My private personal happiness requires public interpersonal happiness.
Life and the
fulfilment of its needs, liberty to engage with others voluntarily, and the
pursuit of public happiness in freedom. These are our rights and
responsibilities in being human.
__________________
To overcome our political depression requires a reckoning with our
social habits or institutions that pull us down. Especially the disorder that makes
private happiness measured by individual wealth the goal of our social order
and the measure of its success. This is the disorder of subjecting politics to economy,
of making our community and its governance dependent on private prosperity
which in the America today is the domination and destruction of democracy by
neoliberal economics or American capitalism.
The confusion between liberty (free from) and freedom (free for)
explains the new anti-democrats who have arisen today. For they teach that, when
decisions are made and the social order is constructed democratically, people will be bound by limits and regulations and so lack liberty. But democracy is exactly
that space where all persons shape the social order to limit liberty. For it is only within limits that all can be equal and free. Even the commons, the space of freedom, the public has boundaries without which there is no freedom. A free state is also a rule of law.
Liberty
for autocrats, usually the rich and would-be rich, abounds in a social
order dominated by a liberal economy, i.e. a plutocracy. Freedom abounds in a social order governed by all who see each other as equals with
dignity by nature rather than by race, religion, status, or class. That is a democratic republic.
How can we enjoy both liberty and freedom in our situation in
America today? How can we reclaim
democracy and resist autocracy? Those are the same questions.
To cure our political depression, we need to accept that democracy is threatened. Plutocrats reign
and sell their agenda to the public which are being reduced to individual
consumers. The measure of success for the nation is the quantity of production
and consumption, the worth of the dollar and of stocks, and the ability to force
this agenda on the rest of the world. We need to confront the plutocrats who engage in economic and cultural wars
to distract us from our political depression.

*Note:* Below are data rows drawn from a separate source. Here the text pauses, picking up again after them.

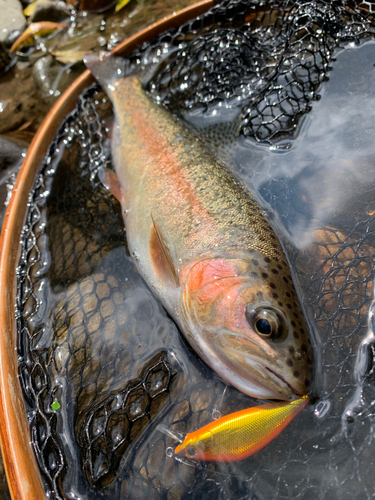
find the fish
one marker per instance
(239, 435)
(204, 246)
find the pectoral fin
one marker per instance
(161, 256)
(109, 180)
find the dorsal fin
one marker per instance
(160, 254)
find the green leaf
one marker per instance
(120, 4)
(55, 405)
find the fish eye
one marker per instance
(267, 322)
(190, 452)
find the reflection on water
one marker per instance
(97, 347)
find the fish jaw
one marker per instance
(221, 298)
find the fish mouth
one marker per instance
(253, 375)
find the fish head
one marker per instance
(244, 319)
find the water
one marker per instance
(103, 347)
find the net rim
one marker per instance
(20, 463)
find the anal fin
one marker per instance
(161, 256)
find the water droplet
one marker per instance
(322, 408)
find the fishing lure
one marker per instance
(241, 434)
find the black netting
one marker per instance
(100, 362)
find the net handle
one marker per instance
(19, 460)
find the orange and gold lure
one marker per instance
(241, 434)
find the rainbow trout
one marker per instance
(203, 245)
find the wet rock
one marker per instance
(52, 78)
(5, 58)
(11, 18)
(50, 11)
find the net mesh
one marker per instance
(100, 362)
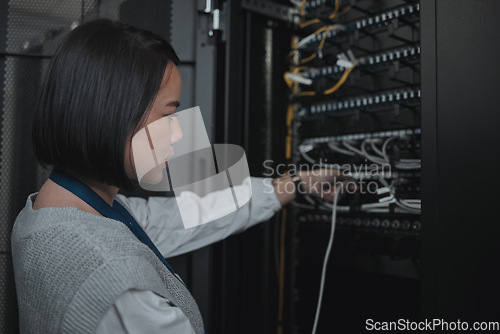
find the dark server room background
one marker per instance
(401, 93)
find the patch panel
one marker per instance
(368, 62)
(384, 99)
(383, 19)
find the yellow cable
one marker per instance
(323, 39)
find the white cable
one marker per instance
(327, 254)
(306, 148)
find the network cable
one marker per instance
(327, 255)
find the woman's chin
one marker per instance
(154, 176)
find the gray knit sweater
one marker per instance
(70, 267)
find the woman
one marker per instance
(82, 263)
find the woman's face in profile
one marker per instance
(151, 145)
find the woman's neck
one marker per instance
(53, 195)
(105, 191)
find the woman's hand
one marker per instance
(322, 183)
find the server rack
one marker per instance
(419, 267)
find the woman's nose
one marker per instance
(176, 132)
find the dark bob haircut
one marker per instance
(103, 78)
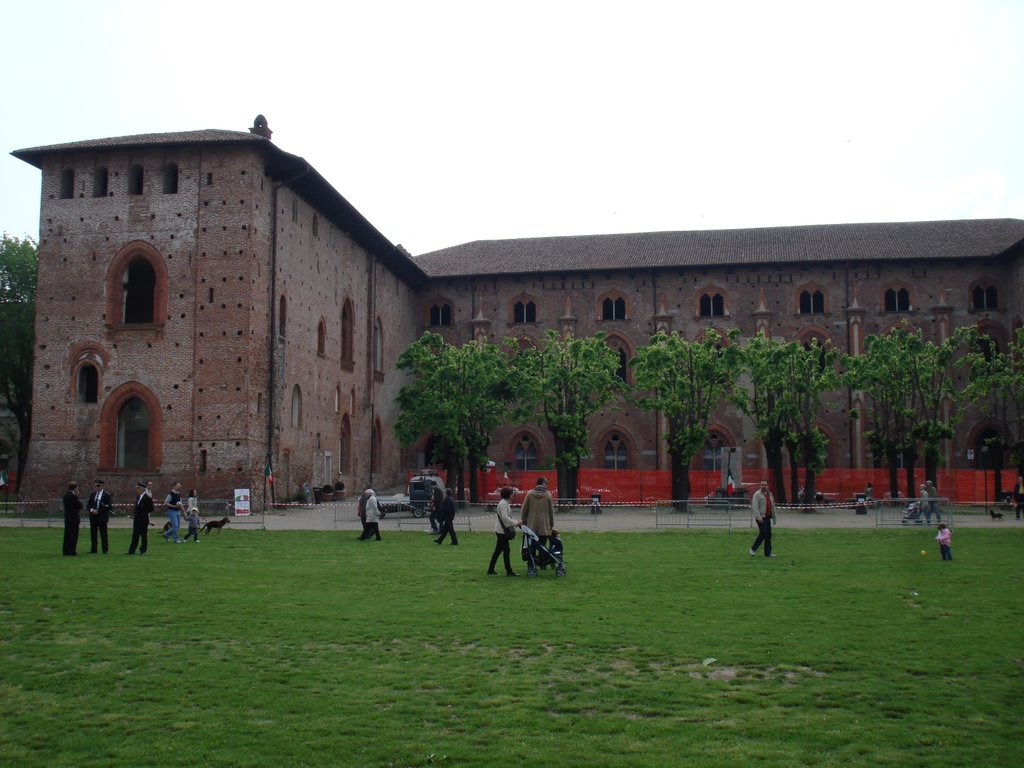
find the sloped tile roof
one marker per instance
(35, 155)
(834, 243)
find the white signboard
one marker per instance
(242, 502)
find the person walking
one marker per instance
(944, 538)
(539, 514)
(173, 503)
(436, 506)
(763, 504)
(505, 531)
(448, 519)
(933, 502)
(193, 516)
(73, 518)
(371, 525)
(140, 520)
(99, 507)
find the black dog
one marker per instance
(218, 524)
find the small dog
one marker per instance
(218, 524)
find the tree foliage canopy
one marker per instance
(18, 259)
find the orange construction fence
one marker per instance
(647, 486)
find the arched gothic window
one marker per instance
(525, 453)
(296, 407)
(984, 297)
(712, 305)
(812, 302)
(440, 314)
(613, 308)
(322, 338)
(524, 311)
(897, 300)
(615, 453)
(133, 435)
(170, 178)
(87, 389)
(139, 285)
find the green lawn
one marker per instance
(671, 648)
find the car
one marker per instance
(419, 498)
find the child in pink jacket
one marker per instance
(943, 538)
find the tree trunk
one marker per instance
(773, 455)
(791, 450)
(892, 458)
(680, 481)
(909, 459)
(474, 478)
(809, 489)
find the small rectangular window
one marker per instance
(67, 183)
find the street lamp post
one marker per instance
(984, 470)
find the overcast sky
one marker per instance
(448, 122)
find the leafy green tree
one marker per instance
(686, 381)
(811, 373)
(995, 383)
(911, 398)
(567, 380)
(18, 259)
(885, 380)
(459, 394)
(762, 396)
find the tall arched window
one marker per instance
(87, 389)
(984, 297)
(525, 453)
(712, 305)
(296, 420)
(613, 308)
(897, 300)
(524, 311)
(347, 355)
(812, 302)
(615, 453)
(378, 346)
(139, 284)
(440, 314)
(67, 183)
(135, 179)
(99, 182)
(322, 338)
(133, 435)
(170, 178)
(345, 446)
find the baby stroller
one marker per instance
(912, 513)
(537, 555)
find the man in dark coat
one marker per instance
(448, 518)
(99, 506)
(140, 524)
(73, 506)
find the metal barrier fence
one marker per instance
(889, 512)
(50, 513)
(702, 513)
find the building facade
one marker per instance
(210, 306)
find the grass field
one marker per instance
(302, 648)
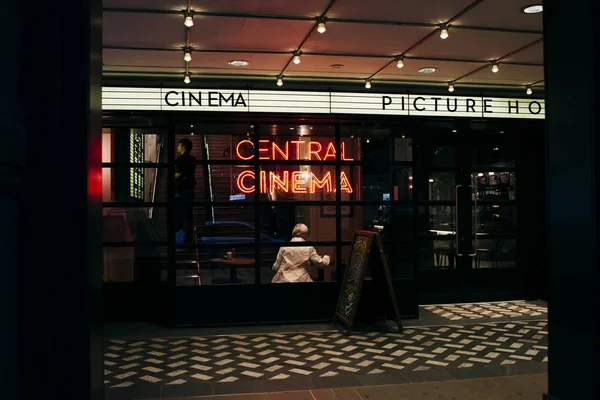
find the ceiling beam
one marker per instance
(309, 18)
(426, 38)
(341, 55)
(310, 32)
(512, 53)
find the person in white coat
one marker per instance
(293, 264)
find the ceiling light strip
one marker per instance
(308, 18)
(269, 78)
(359, 55)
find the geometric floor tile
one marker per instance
(504, 310)
(280, 356)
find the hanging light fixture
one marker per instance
(444, 31)
(189, 20)
(400, 62)
(321, 26)
(187, 54)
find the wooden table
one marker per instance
(234, 263)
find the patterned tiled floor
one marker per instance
(231, 358)
(470, 311)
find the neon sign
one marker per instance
(289, 150)
(297, 182)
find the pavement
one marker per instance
(465, 351)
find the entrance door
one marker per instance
(465, 185)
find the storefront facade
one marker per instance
(454, 184)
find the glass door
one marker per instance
(465, 186)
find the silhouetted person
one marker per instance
(185, 183)
(293, 264)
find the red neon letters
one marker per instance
(290, 150)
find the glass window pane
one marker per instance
(496, 253)
(495, 155)
(441, 186)
(222, 263)
(443, 156)
(436, 254)
(134, 184)
(496, 218)
(134, 224)
(495, 185)
(133, 264)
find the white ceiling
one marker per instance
(147, 37)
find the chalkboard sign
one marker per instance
(361, 258)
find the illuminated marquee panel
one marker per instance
(290, 150)
(164, 99)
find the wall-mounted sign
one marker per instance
(163, 99)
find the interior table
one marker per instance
(234, 263)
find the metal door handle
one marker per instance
(457, 224)
(456, 220)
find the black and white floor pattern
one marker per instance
(275, 356)
(504, 310)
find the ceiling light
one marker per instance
(400, 62)
(238, 63)
(443, 32)
(532, 9)
(321, 27)
(189, 20)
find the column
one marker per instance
(50, 200)
(571, 62)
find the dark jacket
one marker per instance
(185, 164)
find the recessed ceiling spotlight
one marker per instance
(532, 9)
(444, 32)
(189, 20)
(321, 27)
(400, 62)
(238, 63)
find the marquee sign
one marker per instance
(277, 101)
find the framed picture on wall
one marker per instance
(331, 210)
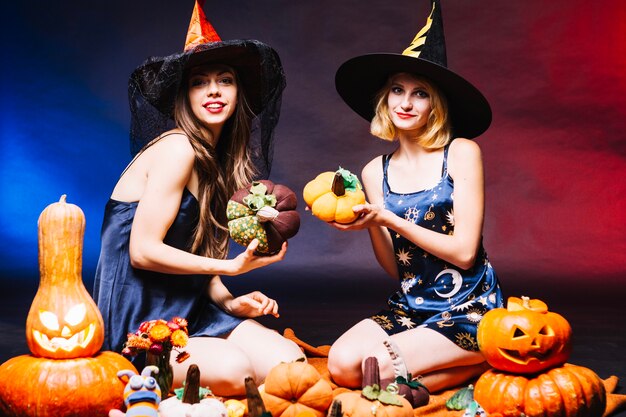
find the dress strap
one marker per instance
(385, 160)
(444, 167)
(152, 142)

And we need to acknowledge our responsibility for this situation. We
need to accept that we in concert have the power to change this. To change our
addiction to wealth, we need to rely on our higher power which is the assembly
of free citizens in an open and just society. We need to resist the plutocratic,
anti-democratic forces of the Republic for which we stand. We need to renew and
reassert our democratic principles and institutions. As Jefferson advised, democratic rebellion is
the responsibility of each generation.